When Hafid vanishes, saying he’ll be back in 10 days, Ahmed panics and tracks down Huguette, who doesn’t know where he is, either. However, Huguette takes Ahmed to see Roberto (Raymond Cloutier), the activists’ leader, and he points them in the right direction. So, first by car, and then by snow mobile, Ahmed and Huguette set off into Quebec’s north country to track down the errant sibling.
The low-key comedy that underscores the first act focuses into an often appealing odd-couple road movie as the conservative, frightened Muslim and spunky, hard-assed Quebecoise journey through the snowy wastes, sharing motel rooms and avoiding the authorities. But the film’s more serious side never quite rings true in its details and tone — for a start, Hafid’s group seems singularly inept — making an uneasy bed partner with the lighter stuff.

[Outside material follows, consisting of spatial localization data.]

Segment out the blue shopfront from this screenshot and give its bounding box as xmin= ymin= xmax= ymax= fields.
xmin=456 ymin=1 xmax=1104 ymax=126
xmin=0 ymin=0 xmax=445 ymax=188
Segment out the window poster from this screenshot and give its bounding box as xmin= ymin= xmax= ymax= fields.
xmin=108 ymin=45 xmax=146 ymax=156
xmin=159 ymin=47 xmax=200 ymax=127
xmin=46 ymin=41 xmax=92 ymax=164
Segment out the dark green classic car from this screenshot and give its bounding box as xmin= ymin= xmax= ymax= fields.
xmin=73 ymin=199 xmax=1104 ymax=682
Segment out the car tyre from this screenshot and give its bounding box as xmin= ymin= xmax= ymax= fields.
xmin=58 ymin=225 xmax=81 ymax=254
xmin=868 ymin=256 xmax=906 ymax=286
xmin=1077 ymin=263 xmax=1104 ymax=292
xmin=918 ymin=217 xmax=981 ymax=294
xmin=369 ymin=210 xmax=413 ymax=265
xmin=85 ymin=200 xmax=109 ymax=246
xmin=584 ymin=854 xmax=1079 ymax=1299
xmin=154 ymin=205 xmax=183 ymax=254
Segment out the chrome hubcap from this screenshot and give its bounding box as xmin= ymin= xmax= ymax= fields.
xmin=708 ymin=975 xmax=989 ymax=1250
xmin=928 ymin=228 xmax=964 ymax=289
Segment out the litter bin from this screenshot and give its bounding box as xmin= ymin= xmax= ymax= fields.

The characters, too, are over-schematic, with dialogue simply verbalizing their attitudes in a self-consciously movie way. What they have to say doesn’t add anything new to the debates (immigration, family, exile) the pic raises. Climax, when they find Hafid, is little more than an exchange of opposing stances.
Both Trudeau and Soualem do the best they can to breathe life into their roles, with the former a spiky-haired bundle of foul-mouthed determination and the latter quietly playing off against her. Quebec hip-hop singer Ouyahia fails to make the anguished Hafid more than one-dimensional.
Tech credits are OK, with wintry Montreal and northern Quebec well captured by ace d.p. Guy Dufaux.